I know I have to use partial fractions. But I am not sure where to start. Any help is appreciated.

\frac{1}{u(u+1)(u-1)}=\frac{A}{u}+\frac{B}{u+1}+\frac{C}{u-1}

 

[laker88116]

I know that, but then what do I do, I have to get a common denominator, which is u(u+1)(u-1), but then what?

 

[amcavoy]

I know that, but then what do I do, I have to get a common denominator, which is u(u+1)(u-1), but then what?

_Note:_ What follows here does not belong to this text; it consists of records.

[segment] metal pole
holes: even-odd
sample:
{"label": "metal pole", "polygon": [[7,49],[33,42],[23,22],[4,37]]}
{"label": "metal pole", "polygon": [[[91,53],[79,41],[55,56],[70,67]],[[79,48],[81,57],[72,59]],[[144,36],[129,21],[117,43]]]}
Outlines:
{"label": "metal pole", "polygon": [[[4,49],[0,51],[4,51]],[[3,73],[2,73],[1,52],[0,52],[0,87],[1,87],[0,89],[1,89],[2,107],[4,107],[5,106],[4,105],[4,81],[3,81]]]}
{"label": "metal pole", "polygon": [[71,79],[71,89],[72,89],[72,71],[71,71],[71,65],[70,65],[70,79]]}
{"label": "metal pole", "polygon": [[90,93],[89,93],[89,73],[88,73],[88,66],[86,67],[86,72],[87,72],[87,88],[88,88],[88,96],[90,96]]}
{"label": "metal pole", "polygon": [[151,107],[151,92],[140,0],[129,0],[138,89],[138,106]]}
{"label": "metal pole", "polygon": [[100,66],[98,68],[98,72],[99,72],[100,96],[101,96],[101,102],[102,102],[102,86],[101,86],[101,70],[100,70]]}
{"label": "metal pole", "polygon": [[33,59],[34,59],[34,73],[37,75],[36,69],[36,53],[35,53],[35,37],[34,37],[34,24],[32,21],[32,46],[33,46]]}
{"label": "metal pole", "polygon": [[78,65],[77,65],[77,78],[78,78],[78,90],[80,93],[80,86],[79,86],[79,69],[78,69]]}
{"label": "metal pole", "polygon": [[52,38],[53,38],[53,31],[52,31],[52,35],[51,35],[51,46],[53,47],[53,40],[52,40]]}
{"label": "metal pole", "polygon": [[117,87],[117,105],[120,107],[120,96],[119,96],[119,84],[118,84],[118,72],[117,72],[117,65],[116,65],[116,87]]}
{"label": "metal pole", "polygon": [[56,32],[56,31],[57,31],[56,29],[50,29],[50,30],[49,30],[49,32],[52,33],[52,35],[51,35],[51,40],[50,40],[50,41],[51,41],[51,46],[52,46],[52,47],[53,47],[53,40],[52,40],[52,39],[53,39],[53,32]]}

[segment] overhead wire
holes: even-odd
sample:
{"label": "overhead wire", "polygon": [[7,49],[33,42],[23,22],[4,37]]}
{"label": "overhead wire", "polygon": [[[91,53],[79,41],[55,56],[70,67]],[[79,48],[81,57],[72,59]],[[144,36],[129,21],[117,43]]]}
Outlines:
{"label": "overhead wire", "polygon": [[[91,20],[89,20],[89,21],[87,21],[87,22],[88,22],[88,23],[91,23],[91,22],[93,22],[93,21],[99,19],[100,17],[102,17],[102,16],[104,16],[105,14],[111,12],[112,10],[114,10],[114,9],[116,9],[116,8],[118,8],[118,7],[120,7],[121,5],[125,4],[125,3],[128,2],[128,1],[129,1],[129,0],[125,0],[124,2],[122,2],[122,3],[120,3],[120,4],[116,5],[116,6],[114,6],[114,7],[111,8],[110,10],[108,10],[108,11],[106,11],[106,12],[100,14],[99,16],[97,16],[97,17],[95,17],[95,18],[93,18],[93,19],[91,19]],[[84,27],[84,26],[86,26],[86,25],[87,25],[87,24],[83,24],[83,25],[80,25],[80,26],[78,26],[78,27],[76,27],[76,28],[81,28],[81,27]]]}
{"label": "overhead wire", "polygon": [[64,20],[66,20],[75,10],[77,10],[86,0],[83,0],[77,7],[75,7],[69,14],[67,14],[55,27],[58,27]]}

Multiply both sides by u(u+1)(u-1) so that the left side is 1. Simplify to get A, B, and C.

 

[laker88116]

Ok, I get A=-1, b=1/2, c=1/2, is that right?

 

[amcavoy]

Ok, I get A=-1, b=1/2, c=1/2, is that right?

Looks good.

 

[laker88116]

Ok, I think I got it. Thanks.

 

[Fermat]

\int \frac {1}{x\sqrt{4x+1}}dx

Here's what I have done so far on this problem

I let u= \sqrt{4x+1}, so then u^2=4x+1, du= \frac {2dx}{u} and x= \frac {u^2-1}{4}

Substituting, I get \int \frac {1}{(\frac{u^2-1}{4})u}du

Then moving stuff around, I get 4 \int \frac {du}{u(u+1)(u-1)}

I know I have to use partial fractions. But I am not sure where to start. Any help is appreciated.

Just a little bit missed out. When substituting into the integrand written in terms of x, you forgot to replace the dx with (u/2)du.

\mbox{let}\ u= \sqrt{4x+1}\ \mbox{, so then}\ u^2=4x+1\ \mbox{,}\ du= \frac {2dx}{u}\ \rightarrow dx = \frac{u}{2}\ du \mbox{, and}\ x= \frac {u^2-1}{4}

Substituting gives \int \frac {1}{x\sqrt{4x+1}}dx = \int \frac {1}{(\frac{u^2-1}{4})u}.\frac{u}{2}\ du = \int \frac{2}{u^2 - 1}\ du

Now you can do the partial fractions bit.